TTS battered a shell-shocked SingHealth, driving the latter out of contention with a score of 2-0. Nevertheless, SingHealth overcame a determined Private Practice Zeta with a tense 2-1 consolation win after Private Practice dentist Dr Lee Kwang Yueh equalised the score and ENT consultant Dr Edward Zhang rifled in a last-minute goal.

A finale for the ages

When it came to the final game, the question boiling in the expectant mind: of the crowd was whether Private Practice Sigma would be able to beat TTS by a large enough margin to pip NUHS to the trophy, based on a goal difference.
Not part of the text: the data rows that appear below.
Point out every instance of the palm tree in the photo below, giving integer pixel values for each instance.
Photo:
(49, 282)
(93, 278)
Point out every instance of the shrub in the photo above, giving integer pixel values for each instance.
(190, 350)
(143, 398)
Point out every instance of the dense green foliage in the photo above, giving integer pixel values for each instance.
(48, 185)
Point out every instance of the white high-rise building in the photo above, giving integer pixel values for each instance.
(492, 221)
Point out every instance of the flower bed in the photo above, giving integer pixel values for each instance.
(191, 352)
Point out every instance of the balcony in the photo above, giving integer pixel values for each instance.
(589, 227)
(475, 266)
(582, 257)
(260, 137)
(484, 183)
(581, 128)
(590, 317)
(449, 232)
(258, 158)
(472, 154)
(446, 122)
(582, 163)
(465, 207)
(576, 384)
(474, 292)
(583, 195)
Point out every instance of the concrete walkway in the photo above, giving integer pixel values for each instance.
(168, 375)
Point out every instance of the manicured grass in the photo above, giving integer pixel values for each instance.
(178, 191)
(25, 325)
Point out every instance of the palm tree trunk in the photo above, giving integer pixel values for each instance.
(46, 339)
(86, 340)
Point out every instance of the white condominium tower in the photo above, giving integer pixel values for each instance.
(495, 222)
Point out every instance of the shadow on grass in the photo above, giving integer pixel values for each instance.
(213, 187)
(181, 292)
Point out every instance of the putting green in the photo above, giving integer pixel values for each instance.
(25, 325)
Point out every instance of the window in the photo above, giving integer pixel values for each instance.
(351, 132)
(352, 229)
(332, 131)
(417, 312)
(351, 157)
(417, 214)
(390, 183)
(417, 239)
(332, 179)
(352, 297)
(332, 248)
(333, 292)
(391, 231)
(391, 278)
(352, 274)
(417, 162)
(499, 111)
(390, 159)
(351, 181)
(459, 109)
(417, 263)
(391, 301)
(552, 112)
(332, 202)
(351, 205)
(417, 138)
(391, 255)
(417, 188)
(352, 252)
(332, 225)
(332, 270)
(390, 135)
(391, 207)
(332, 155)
Private Practice Sigma secured a perfect dream start with an early goal and a speculative long shot by aesthetics physician Dr Tan Ying Zhou that flew past the flailing hands of the surprised goalkeeper. The energetic TTS cluster fought back to claim a goal. Nevertheless, the defence of Private Practice Sigma manned by pharmacist Bhanu Sharma and cardiologist Dr William Kristanto stayed firm. As the game flowed, the comparatively geriatric warriors in Private Practice Sigma smelled blood and the glory of victory that awaited them, and they were galvanised in their push for successive quick-fire goals.

In a breakaway conceived by the interlinked play of the triad of Drs Desmond Chin, Lau Hung Tuan, and Chng Nai Wee, the lattermost blasted the ball into the goal at the six-yard box for a 4-1 win and secured the Private Practice team the tournament trophy for the first time in living memory, erasing the painful memories of almost half a century of near-misses and second places.

Intense footwork and nimble plays

 

Pharmacist Bhanu Sharma celebrates the Private Practice victory

Chng Nai Wee is an ophthalmologist at Eagle Eye Centre, and works at Mount Alvernia Hospital and the Parkway group of hospitals.